Incidentally, it would be nice here to know what play was actually called there. LeBron, after all, probably had it right.
David Blatt arrived stateside to a wave of fawning pieces about his tactical genius abroad, but in Cleveland, the high-ISO drive-and-kick stuff that made his Maccabi Tel Aviv teams fun never materialized, and within his first few months he had defaulted to leaning on single-use scarecrows like James Jones in crunch-time rotations rather than finding a way to turn Kevin Love—an obviously flawed but immensely talented player who operates best in space—into something other than an overqualified pick-and-pop role player. I don’t know how much this speaks to vocational ineptitude (at least a bit, you’d have to think), but it definitely speaks to a basic unfamiliarity with NBA schemes and personnel. Meanwhile, LeBron was engaged in a dogfight with Andre Iguodala based on things like How did Dre guard me on an inbounds play from this spot last year, and how’s he going to adjust to my adjustments?
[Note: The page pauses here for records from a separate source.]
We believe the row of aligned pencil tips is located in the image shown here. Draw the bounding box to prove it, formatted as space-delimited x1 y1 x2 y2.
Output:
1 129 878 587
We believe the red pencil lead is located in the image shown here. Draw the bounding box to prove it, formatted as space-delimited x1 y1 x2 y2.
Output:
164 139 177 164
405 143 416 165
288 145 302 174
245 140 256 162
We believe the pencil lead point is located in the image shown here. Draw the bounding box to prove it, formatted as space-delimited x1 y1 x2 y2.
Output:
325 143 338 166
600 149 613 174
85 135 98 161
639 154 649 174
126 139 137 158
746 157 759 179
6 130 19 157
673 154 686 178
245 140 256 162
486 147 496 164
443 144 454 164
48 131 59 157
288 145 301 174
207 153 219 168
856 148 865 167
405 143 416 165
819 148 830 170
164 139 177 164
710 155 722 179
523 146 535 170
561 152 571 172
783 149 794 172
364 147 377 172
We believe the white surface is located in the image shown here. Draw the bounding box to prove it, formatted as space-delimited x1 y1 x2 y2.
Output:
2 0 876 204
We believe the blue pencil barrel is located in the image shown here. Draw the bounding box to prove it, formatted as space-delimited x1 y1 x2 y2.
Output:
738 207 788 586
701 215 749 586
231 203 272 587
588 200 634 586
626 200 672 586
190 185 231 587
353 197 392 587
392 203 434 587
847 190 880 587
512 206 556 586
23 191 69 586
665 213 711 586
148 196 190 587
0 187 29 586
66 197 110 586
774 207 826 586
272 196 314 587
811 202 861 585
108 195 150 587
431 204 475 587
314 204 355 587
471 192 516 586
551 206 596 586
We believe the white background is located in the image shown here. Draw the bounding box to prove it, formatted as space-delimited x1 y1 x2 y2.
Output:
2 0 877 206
There’s a grudging acceptance of Bill Belichick being an evil old fucker when he does something like go out of his way to cut the 51st man on the roster the week before the Super Bowl. This is inhuman and stupid, the thinking goes, but it’s necessary to squeeze all the little edges by the nuts. Belichick would have no problem telling his offensive coordinator to get the fuck out of his face if he thought the guy was shitting the bed. He’d be right to, as well, since his job is to improve his team’s odds of winning, not to make some sad sack feel good about himself or look good in front of the public, and since he does that by acting like what he is—the best and most qualified person to make the calls. If you buy that, and everyone does, the conclusion that anyone (other than Marc Stein, apparently) could have drawn from watching these Finals is the only one to come to: LeBron James is too damn good not to behave this way.